NeMo-RL monkey patches several vLLM functions to enable FP8 generations for reinforcement learning. The init_fp8 function patches key vLLM components when initialized:

  1. RayDistributedExecutor: For multi-GPU inference, the executor is patched to ensure that every worker process applies the same FP8 patches before model initialization.

  2. Quantization Utilities: Functions within vllm.model_executor.layers.quantization are replaced with versions that support power-of-2 scaling and other custom features.

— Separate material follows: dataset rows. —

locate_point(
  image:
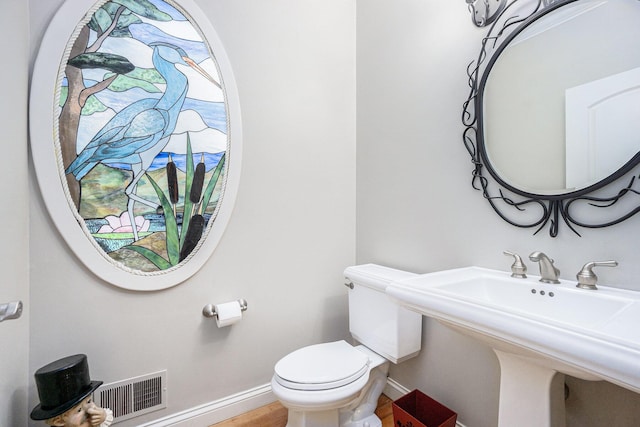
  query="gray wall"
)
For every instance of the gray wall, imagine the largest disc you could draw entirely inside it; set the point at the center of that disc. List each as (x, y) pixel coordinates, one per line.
(294, 226)
(290, 236)
(14, 178)
(417, 210)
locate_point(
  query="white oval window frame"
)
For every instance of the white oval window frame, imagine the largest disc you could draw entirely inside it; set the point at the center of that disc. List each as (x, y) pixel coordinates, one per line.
(43, 150)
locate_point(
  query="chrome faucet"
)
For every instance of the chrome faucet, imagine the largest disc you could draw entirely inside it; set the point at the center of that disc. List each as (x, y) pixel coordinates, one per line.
(548, 272)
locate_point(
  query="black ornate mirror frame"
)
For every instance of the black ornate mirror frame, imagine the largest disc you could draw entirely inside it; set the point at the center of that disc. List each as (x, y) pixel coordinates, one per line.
(510, 203)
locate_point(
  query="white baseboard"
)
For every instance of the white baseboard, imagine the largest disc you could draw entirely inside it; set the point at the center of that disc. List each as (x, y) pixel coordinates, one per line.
(218, 410)
(239, 403)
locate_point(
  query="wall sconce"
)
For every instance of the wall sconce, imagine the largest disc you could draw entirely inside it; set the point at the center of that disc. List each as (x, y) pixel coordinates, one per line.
(485, 12)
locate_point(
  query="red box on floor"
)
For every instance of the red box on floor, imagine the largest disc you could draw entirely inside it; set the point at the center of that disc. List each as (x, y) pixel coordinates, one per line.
(416, 409)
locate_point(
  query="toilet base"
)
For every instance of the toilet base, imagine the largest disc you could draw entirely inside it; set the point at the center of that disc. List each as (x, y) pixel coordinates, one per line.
(370, 421)
(328, 418)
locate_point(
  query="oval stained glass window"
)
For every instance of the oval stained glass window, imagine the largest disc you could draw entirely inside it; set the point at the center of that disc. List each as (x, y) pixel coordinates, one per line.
(136, 141)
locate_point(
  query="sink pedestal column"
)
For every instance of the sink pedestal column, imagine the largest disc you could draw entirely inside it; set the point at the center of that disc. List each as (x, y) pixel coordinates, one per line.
(531, 394)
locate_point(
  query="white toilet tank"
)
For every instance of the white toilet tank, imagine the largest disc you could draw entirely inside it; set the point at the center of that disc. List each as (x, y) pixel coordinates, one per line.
(382, 325)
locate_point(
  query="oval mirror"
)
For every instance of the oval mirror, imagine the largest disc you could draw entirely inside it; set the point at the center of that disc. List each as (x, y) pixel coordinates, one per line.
(556, 96)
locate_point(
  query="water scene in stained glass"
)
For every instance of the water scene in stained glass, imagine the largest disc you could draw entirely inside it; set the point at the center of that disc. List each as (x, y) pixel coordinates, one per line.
(142, 132)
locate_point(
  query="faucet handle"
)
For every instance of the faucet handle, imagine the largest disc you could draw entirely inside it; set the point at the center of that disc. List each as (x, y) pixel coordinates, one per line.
(518, 268)
(587, 279)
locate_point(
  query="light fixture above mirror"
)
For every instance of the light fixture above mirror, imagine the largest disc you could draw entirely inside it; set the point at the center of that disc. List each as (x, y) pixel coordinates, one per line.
(485, 12)
(551, 119)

  3. Weight Loading: A custom load_weights function handles the on-the-fly quantization of model weights from a higher-precision format to FP8 with the correct scaling factors.


Usage#

FP8 generations are recommended to be configured with the following settings:

 loss_fn:
     # importance sampling helps improve stability
     use_importance_sampling_correction: true

 policy:
     generation:
         vllm_cfg:
             precision: 'fp8'
             # DeepGemm is much more performant than vLLM's default cutlass fp8 subchannel scaling kernels
             use_deep_gemm: true
             # Keeping the first and last three layers in bf16 reduces the multi-token error without
             # a signficant effect to performance
             num_last_layers_in_bf16: 3
             num_first_layers_in_bf16: 1
             # Use FP32 scaling factors. Rounding scaling factors to the nearest pow2 may improve quantization 
             # fidelity however this feature is still under research.
             use_weight_pow2_scale: False
             use_activation_pow2_scale: False

Accuracy#

We observe on the Llama 8b recipe a ~5% accuracy loss is incurred with FP8 generations. Convergence is still under active research and FP8 generations should be used with caution. We are investigating ways to close the accuracy gap and further improve performance.